Hello, you can refer to the following code to generate attention heatmaps:

fpd/ffa.py

class PrototypesDistillation(BaseModule):

  def forward(self, support_feats, support_gt_labels=None, forward_novel=False, forward_novel_test=False, img_metas=None):
    # ...
    prototypes = torch.matmul(attn.softmax(-1), v)

    # attention heatmap of feature queries upon support images
    if len(support_gt_labels) == 0:
        pass
    else:
        import cv2
        import os
        os.makedirs('attention_heatmap', exist_ok=True)
        if not support_feats.size(0):
            sys.exit()
        if img_metas is not None:
            img = img_metas[-1]
        bs = len(support_gt_labels)
        prefix = 'novel' if forward_novel else 'base'
        for img_id in range(bs):
            gt_label = support_gt_labels[img_id].cpu().numpy()
            file_name = img_metas[img_id]['filename'].split('/')[-1]

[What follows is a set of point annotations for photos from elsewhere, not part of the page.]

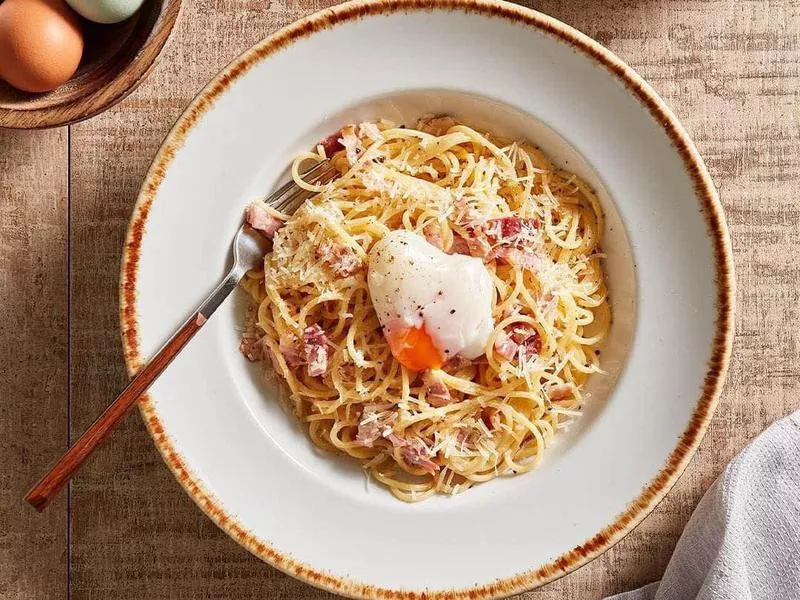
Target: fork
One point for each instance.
(249, 248)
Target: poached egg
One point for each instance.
(432, 306)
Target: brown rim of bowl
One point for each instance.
(704, 191)
(116, 90)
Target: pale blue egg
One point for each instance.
(105, 11)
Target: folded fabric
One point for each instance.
(743, 540)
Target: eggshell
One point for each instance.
(41, 44)
(105, 11)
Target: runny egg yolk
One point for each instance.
(413, 348)
(432, 306)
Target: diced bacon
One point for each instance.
(341, 259)
(396, 441)
(457, 362)
(522, 332)
(291, 351)
(416, 454)
(436, 391)
(518, 336)
(369, 429)
(491, 418)
(368, 433)
(478, 243)
(252, 347)
(560, 392)
(260, 220)
(532, 345)
(331, 144)
(467, 438)
(505, 346)
(434, 236)
(507, 227)
(459, 246)
(373, 425)
(315, 347)
(515, 256)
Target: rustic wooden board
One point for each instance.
(729, 70)
(33, 347)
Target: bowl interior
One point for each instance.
(488, 115)
(109, 52)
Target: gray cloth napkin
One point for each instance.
(743, 540)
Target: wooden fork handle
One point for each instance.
(43, 492)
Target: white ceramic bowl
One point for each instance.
(251, 468)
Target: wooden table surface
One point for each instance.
(125, 529)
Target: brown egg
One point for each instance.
(40, 44)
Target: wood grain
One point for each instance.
(33, 347)
(116, 58)
(729, 70)
(51, 483)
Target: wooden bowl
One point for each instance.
(116, 59)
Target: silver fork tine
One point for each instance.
(313, 172)
(291, 202)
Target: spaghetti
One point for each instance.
(538, 230)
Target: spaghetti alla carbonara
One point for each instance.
(435, 309)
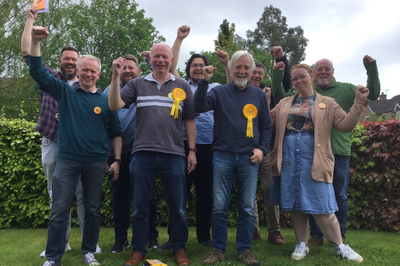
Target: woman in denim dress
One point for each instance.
(302, 158)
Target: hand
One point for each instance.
(114, 167)
(267, 91)
(117, 66)
(362, 92)
(280, 66)
(31, 12)
(368, 59)
(276, 51)
(223, 57)
(145, 54)
(39, 33)
(183, 32)
(208, 72)
(192, 162)
(257, 156)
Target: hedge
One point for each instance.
(374, 197)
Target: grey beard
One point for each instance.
(241, 83)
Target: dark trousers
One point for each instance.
(202, 177)
(121, 191)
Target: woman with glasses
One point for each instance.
(302, 158)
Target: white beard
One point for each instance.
(241, 82)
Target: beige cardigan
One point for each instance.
(326, 113)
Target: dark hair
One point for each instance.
(259, 64)
(191, 60)
(68, 48)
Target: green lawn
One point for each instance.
(23, 246)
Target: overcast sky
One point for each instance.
(340, 30)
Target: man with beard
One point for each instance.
(163, 104)
(86, 122)
(202, 176)
(121, 187)
(271, 211)
(241, 137)
(47, 124)
(344, 94)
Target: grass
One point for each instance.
(23, 246)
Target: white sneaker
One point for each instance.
(52, 263)
(67, 248)
(90, 260)
(300, 251)
(98, 249)
(347, 253)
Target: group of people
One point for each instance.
(195, 131)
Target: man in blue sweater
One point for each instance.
(241, 137)
(85, 123)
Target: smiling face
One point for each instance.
(130, 70)
(257, 76)
(241, 71)
(161, 59)
(88, 72)
(302, 80)
(67, 63)
(323, 71)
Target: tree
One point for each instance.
(17, 89)
(272, 30)
(116, 29)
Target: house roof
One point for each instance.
(385, 106)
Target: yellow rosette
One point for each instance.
(97, 110)
(178, 95)
(250, 112)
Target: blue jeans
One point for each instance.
(121, 191)
(49, 160)
(144, 167)
(227, 165)
(341, 187)
(65, 178)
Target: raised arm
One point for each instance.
(278, 91)
(277, 52)
(223, 58)
(38, 34)
(373, 83)
(114, 96)
(183, 32)
(31, 14)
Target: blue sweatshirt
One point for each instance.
(82, 130)
(230, 124)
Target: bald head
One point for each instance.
(323, 72)
(161, 59)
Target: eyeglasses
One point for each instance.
(302, 77)
(197, 65)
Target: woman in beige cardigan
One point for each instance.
(302, 159)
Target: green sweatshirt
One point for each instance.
(343, 93)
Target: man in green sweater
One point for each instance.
(85, 124)
(343, 93)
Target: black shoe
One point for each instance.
(207, 243)
(166, 246)
(120, 245)
(152, 243)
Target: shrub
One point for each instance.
(374, 197)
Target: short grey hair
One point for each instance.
(91, 57)
(237, 55)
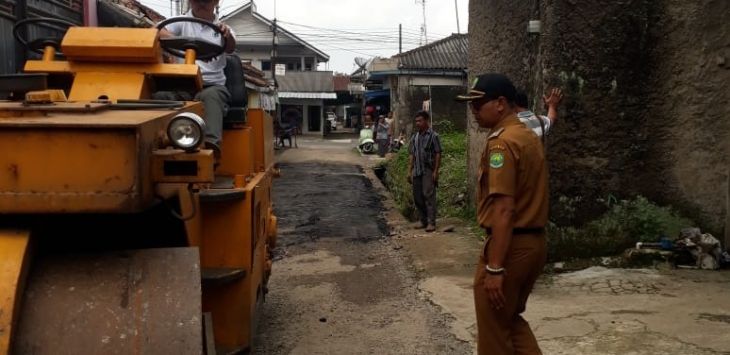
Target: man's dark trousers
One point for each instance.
(424, 196)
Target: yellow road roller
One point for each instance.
(119, 232)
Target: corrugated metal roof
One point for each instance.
(450, 53)
(341, 82)
(306, 81)
(307, 95)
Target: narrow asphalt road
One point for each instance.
(339, 284)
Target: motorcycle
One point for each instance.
(397, 143)
(366, 143)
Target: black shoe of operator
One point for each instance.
(216, 153)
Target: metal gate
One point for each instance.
(12, 55)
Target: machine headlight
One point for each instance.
(186, 131)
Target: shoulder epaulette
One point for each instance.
(496, 133)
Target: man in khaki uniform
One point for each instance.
(512, 206)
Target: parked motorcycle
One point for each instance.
(366, 143)
(397, 143)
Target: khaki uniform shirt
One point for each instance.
(513, 164)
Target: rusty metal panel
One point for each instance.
(13, 10)
(14, 261)
(134, 302)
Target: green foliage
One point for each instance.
(444, 127)
(451, 192)
(624, 223)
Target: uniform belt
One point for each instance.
(515, 231)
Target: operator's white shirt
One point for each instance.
(211, 70)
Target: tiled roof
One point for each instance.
(341, 82)
(306, 81)
(450, 53)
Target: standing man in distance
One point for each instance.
(512, 207)
(423, 170)
(215, 95)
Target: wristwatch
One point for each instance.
(497, 271)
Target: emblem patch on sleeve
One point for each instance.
(496, 160)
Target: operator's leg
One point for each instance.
(215, 102)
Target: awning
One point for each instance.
(307, 95)
(372, 94)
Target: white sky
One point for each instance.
(346, 29)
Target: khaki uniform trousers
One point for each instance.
(504, 331)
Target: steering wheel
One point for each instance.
(38, 45)
(204, 50)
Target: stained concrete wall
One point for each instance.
(647, 89)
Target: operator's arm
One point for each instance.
(502, 224)
(230, 37)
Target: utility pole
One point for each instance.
(274, 42)
(424, 33)
(456, 5)
(400, 38)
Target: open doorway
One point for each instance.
(315, 118)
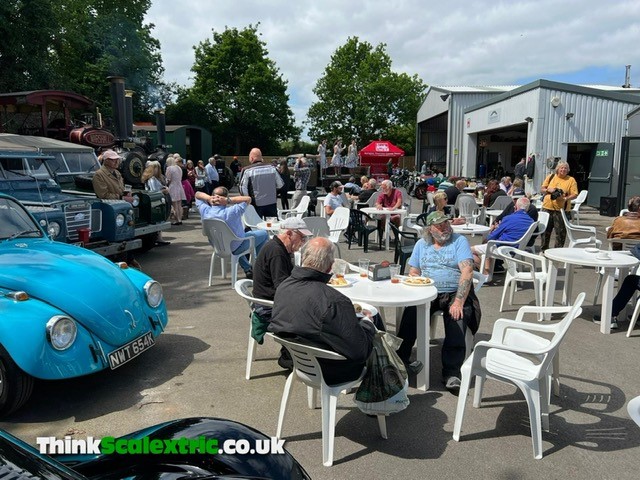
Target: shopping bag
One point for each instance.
(383, 390)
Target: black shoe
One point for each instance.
(452, 384)
(413, 368)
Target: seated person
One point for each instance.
(368, 189)
(445, 257)
(630, 285)
(230, 209)
(511, 228)
(627, 225)
(310, 311)
(390, 199)
(335, 198)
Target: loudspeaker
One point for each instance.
(608, 206)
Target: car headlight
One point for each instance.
(61, 332)
(153, 292)
(53, 229)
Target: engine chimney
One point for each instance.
(117, 104)
(128, 103)
(161, 127)
(627, 77)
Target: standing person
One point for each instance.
(390, 199)
(322, 151)
(202, 179)
(335, 198)
(283, 192)
(520, 169)
(558, 189)
(230, 210)
(352, 156)
(174, 182)
(212, 175)
(306, 308)
(260, 181)
(301, 176)
(336, 160)
(154, 182)
(446, 258)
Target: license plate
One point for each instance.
(131, 350)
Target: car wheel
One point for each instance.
(15, 385)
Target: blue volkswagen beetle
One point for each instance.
(64, 310)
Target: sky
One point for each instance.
(453, 42)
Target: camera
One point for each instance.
(557, 194)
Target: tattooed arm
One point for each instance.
(466, 281)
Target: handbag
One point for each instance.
(383, 390)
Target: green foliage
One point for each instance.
(360, 97)
(74, 45)
(240, 92)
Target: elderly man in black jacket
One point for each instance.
(311, 312)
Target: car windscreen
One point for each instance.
(20, 167)
(15, 221)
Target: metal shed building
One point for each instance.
(544, 119)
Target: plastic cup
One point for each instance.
(363, 263)
(394, 272)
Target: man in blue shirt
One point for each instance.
(230, 209)
(511, 228)
(445, 257)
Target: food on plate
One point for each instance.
(417, 280)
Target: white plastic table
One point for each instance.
(580, 257)
(383, 293)
(470, 229)
(373, 211)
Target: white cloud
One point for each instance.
(453, 42)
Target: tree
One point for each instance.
(241, 92)
(360, 97)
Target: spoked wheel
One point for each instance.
(15, 385)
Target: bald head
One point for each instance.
(255, 155)
(317, 254)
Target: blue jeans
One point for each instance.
(260, 236)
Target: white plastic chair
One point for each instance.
(250, 218)
(299, 211)
(338, 223)
(580, 235)
(543, 222)
(522, 266)
(517, 354)
(577, 203)
(492, 246)
(220, 237)
(633, 407)
(318, 226)
(306, 369)
(479, 279)
(244, 288)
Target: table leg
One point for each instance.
(551, 287)
(423, 315)
(568, 284)
(607, 299)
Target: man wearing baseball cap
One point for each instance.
(271, 268)
(445, 257)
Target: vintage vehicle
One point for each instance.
(72, 166)
(20, 460)
(66, 311)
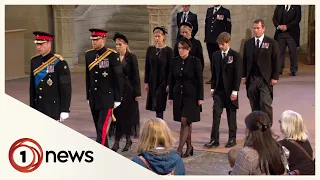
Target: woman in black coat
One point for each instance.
(186, 92)
(157, 68)
(196, 51)
(127, 114)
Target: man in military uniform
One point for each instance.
(50, 80)
(103, 83)
(217, 21)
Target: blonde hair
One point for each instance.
(161, 32)
(128, 49)
(292, 126)
(155, 132)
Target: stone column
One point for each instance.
(64, 30)
(160, 16)
(311, 36)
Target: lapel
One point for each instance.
(215, 14)
(125, 59)
(263, 41)
(225, 60)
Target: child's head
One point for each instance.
(232, 156)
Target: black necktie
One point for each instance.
(258, 43)
(184, 17)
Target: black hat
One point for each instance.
(162, 28)
(183, 39)
(97, 33)
(120, 36)
(42, 37)
(187, 24)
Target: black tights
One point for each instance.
(185, 135)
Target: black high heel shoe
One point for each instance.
(115, 147)
(127, 146)
(188, 153)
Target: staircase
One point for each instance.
(133, 22)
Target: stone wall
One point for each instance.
(242, 17)
(30, 18)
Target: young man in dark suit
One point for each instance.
(217, 20)
(261, 67)
(286, 19)
(226, 79)
(187, 16)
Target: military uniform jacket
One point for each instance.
(230, 68)
(216, 23)
(50, 85)
(103, 79)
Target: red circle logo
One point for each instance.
(37, 154)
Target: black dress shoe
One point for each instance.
(231, 143)
(211, 144)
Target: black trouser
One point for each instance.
(284, 40)
(211, 48)
(222, 100)
(102, 120)
(259, 96)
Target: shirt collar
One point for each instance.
(225, 51)
(260, 38)
(217, 8)
(185, 12)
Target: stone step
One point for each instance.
(128, 27)
(132, 36)
(131, 10)
(130, 19)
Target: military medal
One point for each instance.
(230, 59)
(104, 74)
(49, 82)
(50, 69)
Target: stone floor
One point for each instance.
(295, 93)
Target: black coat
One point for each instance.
(268, 61)
(104, 80)
(196, 50)
(127, 114)
(216, 23)
(50, 89)
(291, 18)
(186, 88)
(231, 68)
(192, 18)
(156, 75)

            # # attn heat map
            attn2 = attn.squeeze(1).softmax(-1)  # (16, 5, 49)
            attn2 = (attn2 - attn2.min(dim=2, keepdim=True)[0]) / (attn2.max(dim=2, keepdim=True)[0] - attn2.min(dim=2, keepdim=True)[0])
            for q_id in range(attn2.size(1)):
                attn_hm = attn2[img_id, q_id:q_id+1, :].reshape(1, 1, support_feats_mp.size(-2), support_feats_mp.size(-1))
                attn_hm = F.interpolate(attn_hm, size=(224, 224), mode='bilinear', align_corners=True)[0].permute(1, 2, 0).cpu().numpy()
                mean = torch.ones((3, 224, 224)) * torch.tensor([103.530, 116.280, 123.675])[:, None, None]
                raw_im = img[img_id, :3].add(mean.cuda()).permute(1, 2, 0).detach().cpu().numpy()

                heatmap = cv2.applyColorMap((attn_hm * 255).astype('uint8'), cv2.COLORMAP_JET)
                result = cv2.addWeighted(raw_im.astype('uint8'), 0.6, heatmap, 0.4, 0)
                cv2.imwrite(f'attention_heatmap/{prefix}_class{gt_label}_{file_name.split(".")[0]}_query{q_id}.png', result)

    return weight, prototypes

fpd/fpd_detector.py

def forward_model_init():

  # prototypes distillation
  # weight_base, prototypes_base = self.roi_head.prototypes_distillation(
  #     base_support_feats, support_gt_labels=r_b_gts)
  # weight_novel, prototypes_novel = self.roi_head.prototypes_distillation(
  #     novel_support_feats, support_gt_labels=r_n_gts, forward_novel=True, forward_novel_test=True)
  # todo
  img_metas.append(img)
  weight_base, prototypes_base = self.roi_head.prototypes_distillation(
      base_support_feats, support_gt_labels=r_b_gts, img_metas=img_metas)
  weight_novel, prototypes_novel = self.roi_head.prototypes_distillation(
      novel_support_feats, support_gt_labels=r_n_gts, forward_novel=True, forward_novel_test=True, img_metas=img_metas)
wml666666 commented 5 months ago

Okay, thank you for your prompt reply!